Elevation of serum YKL-40 is also associated with glioma grade. This result is supported by a study of YKL-40 mRNA and immunohistochemical expression in glioma tissue.36 In addition, our data suggest that serum YKL-40 levels correlate with disease status on neuroimaging in patients with anaplastic glioma and GBM, but not in those with low-grade tumors. However, we found very weak correlation between tumor size on MRI scan, as measured by contrast-enhancing areas for tumors or FLAIR hyperintensity areas for nonenhancing gliomas, and YKL-40 level. It is possible that these correlations between tumor size and serum YKL-40 levels would be stronger if analyses were restricted to the biological subtype of glioma that highly expresses YKL-40. Our prior study was unable to correlate serum YKL-40 levels and YKL-40 tumor expression by immunohistochemistry.23 However, it is possible that serum YKL-40 level would correlate better with tumor mRNA expression, but we could not perform that analysis, as fresh frozen tumor tissue was not available for all patients in this study.

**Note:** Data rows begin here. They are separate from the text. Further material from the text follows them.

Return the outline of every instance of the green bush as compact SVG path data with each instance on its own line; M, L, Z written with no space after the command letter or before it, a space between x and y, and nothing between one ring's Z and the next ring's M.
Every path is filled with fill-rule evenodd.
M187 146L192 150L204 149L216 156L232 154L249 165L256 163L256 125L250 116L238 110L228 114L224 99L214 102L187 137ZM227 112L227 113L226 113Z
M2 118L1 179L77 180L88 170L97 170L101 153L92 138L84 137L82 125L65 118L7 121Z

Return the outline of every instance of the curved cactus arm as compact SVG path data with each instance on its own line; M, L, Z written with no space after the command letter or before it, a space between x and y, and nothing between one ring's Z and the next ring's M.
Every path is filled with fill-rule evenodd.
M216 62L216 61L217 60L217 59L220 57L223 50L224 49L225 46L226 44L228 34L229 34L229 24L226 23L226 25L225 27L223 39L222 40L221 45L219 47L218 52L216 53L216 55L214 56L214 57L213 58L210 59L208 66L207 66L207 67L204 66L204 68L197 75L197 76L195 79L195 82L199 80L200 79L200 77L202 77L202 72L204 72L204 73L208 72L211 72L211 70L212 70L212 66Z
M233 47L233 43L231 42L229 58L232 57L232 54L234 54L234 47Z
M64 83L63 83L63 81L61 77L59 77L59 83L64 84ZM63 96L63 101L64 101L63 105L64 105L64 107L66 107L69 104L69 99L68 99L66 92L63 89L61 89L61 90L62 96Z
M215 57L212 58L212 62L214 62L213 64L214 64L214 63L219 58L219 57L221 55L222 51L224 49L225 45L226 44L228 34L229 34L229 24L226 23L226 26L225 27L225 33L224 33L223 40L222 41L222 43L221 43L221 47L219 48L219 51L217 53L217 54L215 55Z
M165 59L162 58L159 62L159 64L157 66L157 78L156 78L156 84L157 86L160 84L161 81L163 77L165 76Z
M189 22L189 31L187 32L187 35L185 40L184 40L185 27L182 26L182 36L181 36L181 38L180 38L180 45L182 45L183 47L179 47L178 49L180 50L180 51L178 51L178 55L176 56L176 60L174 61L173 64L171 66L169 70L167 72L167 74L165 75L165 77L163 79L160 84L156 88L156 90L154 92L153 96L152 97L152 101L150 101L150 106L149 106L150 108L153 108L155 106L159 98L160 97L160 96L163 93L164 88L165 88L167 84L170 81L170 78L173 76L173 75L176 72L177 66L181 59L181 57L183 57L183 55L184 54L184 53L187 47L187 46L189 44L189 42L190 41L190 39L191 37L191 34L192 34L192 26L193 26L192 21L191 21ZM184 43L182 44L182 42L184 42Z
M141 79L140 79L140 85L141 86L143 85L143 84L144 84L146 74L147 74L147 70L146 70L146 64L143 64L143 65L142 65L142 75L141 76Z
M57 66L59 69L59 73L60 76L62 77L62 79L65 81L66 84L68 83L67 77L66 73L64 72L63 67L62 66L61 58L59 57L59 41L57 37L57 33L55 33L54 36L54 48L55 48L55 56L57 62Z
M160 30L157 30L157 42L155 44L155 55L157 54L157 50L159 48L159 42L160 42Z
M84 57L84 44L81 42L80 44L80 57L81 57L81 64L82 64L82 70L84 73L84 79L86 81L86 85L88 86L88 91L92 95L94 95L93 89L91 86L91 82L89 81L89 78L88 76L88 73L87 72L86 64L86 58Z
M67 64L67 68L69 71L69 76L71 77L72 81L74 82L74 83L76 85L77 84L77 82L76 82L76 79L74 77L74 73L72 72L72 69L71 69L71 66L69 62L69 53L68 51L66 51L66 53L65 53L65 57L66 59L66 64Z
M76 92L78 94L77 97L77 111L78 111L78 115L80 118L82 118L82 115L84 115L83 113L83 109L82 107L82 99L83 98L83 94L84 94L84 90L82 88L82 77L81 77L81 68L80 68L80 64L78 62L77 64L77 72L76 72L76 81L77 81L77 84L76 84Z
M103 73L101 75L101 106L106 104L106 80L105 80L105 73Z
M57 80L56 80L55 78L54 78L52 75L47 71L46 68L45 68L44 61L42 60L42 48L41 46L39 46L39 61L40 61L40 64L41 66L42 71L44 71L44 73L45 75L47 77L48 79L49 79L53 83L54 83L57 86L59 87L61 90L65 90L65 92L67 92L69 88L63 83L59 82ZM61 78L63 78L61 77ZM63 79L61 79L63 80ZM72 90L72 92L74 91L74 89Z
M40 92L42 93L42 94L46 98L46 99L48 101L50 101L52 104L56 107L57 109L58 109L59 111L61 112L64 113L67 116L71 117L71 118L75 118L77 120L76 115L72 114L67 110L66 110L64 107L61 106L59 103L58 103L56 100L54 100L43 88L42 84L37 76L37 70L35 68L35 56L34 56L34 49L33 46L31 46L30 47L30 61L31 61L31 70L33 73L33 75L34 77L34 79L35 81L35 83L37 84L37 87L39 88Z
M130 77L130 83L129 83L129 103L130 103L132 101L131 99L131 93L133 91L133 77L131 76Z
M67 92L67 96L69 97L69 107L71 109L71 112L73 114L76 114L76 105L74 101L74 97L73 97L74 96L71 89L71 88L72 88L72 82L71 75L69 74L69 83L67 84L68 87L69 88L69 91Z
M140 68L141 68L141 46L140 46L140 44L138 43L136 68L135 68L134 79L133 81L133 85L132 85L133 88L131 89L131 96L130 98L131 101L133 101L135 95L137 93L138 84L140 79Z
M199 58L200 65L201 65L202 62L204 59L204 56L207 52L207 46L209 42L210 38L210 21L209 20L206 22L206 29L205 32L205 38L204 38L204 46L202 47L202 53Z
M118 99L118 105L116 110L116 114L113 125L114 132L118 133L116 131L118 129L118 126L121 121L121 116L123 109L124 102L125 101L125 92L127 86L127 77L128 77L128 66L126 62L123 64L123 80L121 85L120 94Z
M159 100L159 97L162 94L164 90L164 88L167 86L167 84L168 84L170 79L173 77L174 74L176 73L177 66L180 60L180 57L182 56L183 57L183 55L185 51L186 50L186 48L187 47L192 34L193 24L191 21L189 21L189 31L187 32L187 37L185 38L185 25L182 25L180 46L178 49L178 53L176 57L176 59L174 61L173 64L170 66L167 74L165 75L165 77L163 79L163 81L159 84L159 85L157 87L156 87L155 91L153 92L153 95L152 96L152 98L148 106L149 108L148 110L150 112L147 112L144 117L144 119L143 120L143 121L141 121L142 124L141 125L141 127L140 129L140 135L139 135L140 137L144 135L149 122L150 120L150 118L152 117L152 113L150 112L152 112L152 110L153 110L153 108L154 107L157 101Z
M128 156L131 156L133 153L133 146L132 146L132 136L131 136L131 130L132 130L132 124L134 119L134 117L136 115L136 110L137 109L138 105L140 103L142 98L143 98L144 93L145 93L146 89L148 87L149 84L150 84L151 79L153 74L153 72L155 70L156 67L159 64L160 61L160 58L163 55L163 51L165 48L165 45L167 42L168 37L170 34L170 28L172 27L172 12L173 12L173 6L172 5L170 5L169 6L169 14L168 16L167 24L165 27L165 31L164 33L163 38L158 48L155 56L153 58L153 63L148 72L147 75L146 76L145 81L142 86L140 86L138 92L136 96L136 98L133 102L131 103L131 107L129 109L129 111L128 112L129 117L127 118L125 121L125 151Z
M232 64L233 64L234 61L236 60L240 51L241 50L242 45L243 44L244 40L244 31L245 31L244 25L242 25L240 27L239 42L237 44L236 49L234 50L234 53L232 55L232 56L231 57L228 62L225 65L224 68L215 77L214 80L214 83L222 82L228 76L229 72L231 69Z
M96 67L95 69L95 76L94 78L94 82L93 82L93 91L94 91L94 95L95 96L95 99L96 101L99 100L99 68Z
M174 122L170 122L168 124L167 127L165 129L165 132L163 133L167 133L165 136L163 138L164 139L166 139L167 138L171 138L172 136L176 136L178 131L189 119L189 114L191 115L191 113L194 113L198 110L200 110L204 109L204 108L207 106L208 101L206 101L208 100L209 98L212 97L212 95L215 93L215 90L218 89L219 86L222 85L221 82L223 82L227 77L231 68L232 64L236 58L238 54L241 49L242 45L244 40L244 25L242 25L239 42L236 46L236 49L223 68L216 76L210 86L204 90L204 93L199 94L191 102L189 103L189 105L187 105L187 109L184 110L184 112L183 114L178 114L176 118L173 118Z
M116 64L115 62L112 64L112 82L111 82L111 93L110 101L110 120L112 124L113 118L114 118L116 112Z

Our study shows that YKL-40 can be useful in assessing disease status and prognosis in patients with high-grade glioma regardless of the time point in their disease course. Our patients did not receive an identical treatment regimen, although those patients with GBM and anaplastic astrocytoma were treated routinely with standard radiotherapy and temozolomide as their initial regimen during the period of this study. In addition, the prognostic value of YKL-40 was still evident in 58 newly diagnosed GBM patients who were treated in a uniform manner in a phase II trial of radiation and temozolomide.24
In conclusion, we showed that longitudinal increases in serum YKL-40 levels are associated with worse survival and that the level may correlate with radiographic disease status in patients with anaplastic glioma and GBM. Serum YKL-40 is currently being incorporated into therapeutic clinical trials for gliomas. While our work identified that YKL-40 is a serum biomarker for prognosis in patients with high-grade gliomas, these studies will help validate the value of YKL-40 in determining response to treatment and early detection of progression or relapse. Finally, more preclinical studies are needed to understand the role of YKL-40 in glioma and cancer biology.
Conflict of interest statement. None declared.
Adília Hormigo received a grant from the Society for Memorial Sloan-Kettering Cancer Center.